Chi stabilisce cosa sia esteticamente bello e cosa no? O, più in generale, chi decide cosa sia arte e cosa no?

La storia dell’arte è una miniera inesauribile di “casi” su cui riflettere: da Giotto a Caravaggio, da Van Gogh a Picasso, da Monet a Dalì, tanto per citare solo alcuni tra i più grandi “pazzi” della storia. La loro colpa? Aver cercato di svecchiare il linguaggio artistico introducendo nuove tecniche o temi, ovvero contribuendo all’evoluzione dell’arte.
Naturalmente la storia si ripete costantemente, ed eccoci quindi a discutere del fenomeno della street art.

Considerata fino a pochi anni fa puro e semplice vandalismo, e come tale duramente repressa, oggi, al contrario, viene vista come valido e pregevole strumento di riqualificazione di grigie periferie urbane.
Sviluppatasi in America negli anni 70 e poi dilagata nel resto del mondo, la street art ha sempre avuto come obiettivo quello di portare l’arte sotto gli occhi di tutti, rendendo un diritto inalienabile per ogni cittadino la possibilità di poter godere gratuitamente della bellezza. Tanto colore, certo, ma anche temi sociali scottanti, proteste e argomenti di attualità su muri, sottopassi di stazioni ferroviarie, vagoni della metropolitana ecc. Tutto questo, naturalmente, perfettamente illegale e perseguibile!

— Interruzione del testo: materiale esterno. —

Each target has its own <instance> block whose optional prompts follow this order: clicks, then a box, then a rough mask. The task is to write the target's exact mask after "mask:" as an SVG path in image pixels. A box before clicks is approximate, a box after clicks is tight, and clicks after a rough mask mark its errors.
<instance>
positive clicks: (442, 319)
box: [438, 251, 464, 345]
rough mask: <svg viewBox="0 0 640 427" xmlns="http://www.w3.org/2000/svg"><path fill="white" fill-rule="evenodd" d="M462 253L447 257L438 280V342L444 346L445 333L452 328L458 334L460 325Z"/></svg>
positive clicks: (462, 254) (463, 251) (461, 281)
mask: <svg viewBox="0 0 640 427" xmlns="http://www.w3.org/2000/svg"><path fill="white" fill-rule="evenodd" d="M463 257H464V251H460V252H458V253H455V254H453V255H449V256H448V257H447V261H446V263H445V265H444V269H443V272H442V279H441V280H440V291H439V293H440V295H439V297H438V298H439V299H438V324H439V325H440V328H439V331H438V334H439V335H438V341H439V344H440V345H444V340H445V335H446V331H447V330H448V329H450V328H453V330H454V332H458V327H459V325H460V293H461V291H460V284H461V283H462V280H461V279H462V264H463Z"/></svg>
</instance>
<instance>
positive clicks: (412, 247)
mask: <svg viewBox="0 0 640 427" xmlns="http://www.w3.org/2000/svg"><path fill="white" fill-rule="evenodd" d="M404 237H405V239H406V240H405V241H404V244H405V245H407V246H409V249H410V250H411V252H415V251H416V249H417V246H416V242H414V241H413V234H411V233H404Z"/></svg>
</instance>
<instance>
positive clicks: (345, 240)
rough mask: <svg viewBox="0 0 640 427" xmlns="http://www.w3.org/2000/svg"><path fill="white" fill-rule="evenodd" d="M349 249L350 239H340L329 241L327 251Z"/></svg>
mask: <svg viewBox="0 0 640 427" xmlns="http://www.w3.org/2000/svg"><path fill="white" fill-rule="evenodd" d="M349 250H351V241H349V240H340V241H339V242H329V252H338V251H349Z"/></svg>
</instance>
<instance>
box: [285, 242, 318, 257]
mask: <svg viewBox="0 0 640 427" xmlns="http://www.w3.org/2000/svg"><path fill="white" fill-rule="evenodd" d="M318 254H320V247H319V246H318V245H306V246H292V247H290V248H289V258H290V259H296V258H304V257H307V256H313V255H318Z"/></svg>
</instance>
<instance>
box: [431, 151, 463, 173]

Eppure oggi quegli stessi artisti multati e condannati vengono chiamati a realizzare le proprie opere direttamente con il patrocinio di amministrazioni comunali o enti locali nel pieno rispetto del concetto di evoluzione dei tempi. A riassumere perfettamente il concetto ci pensa la street artist Alice Pasquini, che in un’intervista dichiara: “Quando ho cominciato (inizio anni 2000) non si chiamava street art. Fare i muri per strada si diceva fosse da sfigati. Ma se mi avessero detto che sarei finita sulla Treccani o che qualcuno mi avrebbe pagato per dipingere un muro non ci avrei creduto. A pensarci adesso è stata una rivoluzione”.
Sì, perché oggi la street art è quotata nel mercato dell’arte, pagata cifre elevate e addirittura in grado di far salire il valore di un immobile su cui si trovi il murales di un artista famoso di oltre il 20% del suo valore.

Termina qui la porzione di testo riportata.